Da lag nun der arme S. in dem sogenannten Militärspital, das wieder klipp und klar von dem völligen Versagen des Roten Kreuzes Kunde gab. Die Säle schmutzig, über Gebühr vollgepfropft, die Verwundeten just gelegt, wie sie kamen. Ich musste mir einen Oberwärter fangen, um mir meine Tommys in den verschiedenen Häusern und Sälen zusammenzusuchen. Überall Klagen und Klagen! Die Pfleger unaufmerksam, wovon ich mich leider mehr als zur Genüge überzeugen konnte . . . das Essen mangelhaft und unsauber. . . . Aber das alles wäre nach zu ertragen gewesen, wenn nicht die . . . Wanzen allzu eifrige Besucher gewesen wären. . . .

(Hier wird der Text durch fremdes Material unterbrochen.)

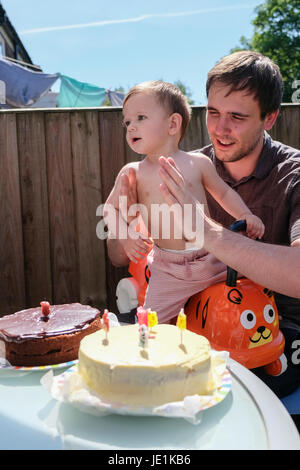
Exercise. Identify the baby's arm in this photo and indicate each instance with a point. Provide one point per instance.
(229, 199)
(134, 244)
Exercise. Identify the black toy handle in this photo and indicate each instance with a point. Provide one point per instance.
(237, 226)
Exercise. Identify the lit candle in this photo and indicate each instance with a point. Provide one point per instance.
(143, 334)
(181, 322)
(105, 323)
(45, 306)
(152, 319)
(142, 315)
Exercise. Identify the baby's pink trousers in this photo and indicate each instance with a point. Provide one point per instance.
(176, 276)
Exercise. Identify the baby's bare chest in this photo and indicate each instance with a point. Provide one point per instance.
(149, 183)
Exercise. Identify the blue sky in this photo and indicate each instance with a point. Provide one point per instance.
(121, 43)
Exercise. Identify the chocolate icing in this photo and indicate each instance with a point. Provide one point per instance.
(30, 323)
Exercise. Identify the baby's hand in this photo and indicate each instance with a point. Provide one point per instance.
(136, 248)
(255, 227)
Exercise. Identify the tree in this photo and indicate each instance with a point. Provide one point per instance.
(276, 35)
(185, 90)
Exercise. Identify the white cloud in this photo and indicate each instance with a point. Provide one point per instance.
(137, 19)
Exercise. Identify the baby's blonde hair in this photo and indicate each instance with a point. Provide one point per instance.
(169, 96)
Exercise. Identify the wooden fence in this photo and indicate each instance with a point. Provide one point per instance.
(56, 168)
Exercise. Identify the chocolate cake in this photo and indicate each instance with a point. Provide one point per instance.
(46, 335)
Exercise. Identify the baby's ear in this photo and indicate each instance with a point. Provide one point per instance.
(175, 122)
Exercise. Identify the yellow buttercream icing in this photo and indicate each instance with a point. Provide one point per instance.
(121, 371)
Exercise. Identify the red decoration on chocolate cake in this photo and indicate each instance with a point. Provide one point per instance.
(32, 339)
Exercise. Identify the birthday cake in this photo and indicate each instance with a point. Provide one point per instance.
(39, 336)
(121, 369)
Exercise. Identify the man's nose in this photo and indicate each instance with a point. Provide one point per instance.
(223, 126)
(131, 126)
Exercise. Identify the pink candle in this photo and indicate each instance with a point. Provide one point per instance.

Kurzum, mein kleiner S. hatte vollkommen recht, wenn er sagte: „Das sollen nun Freunde sein? . . . Schlechter könnten wir es bei den Germans auch nicht haben.“

Doch ich tröstete ihn damit, dass die französischen Verwundeten ja nicht besser behandelt würden — nicht einmal die Offiziere, die zu fünfen in einem viereinhalb Meter breiten, zehn Meter langen Raum zusammengepfercht waren, der eigentlich nur als Durchgang diente.

Wie sagte Dumas Fils „Prévoyance (Voraussicht?) Wir wären keine Franzosen, wenn wir Prévoyance hätten!“ Man kann es hanebüchenen Leichtsinn nennen!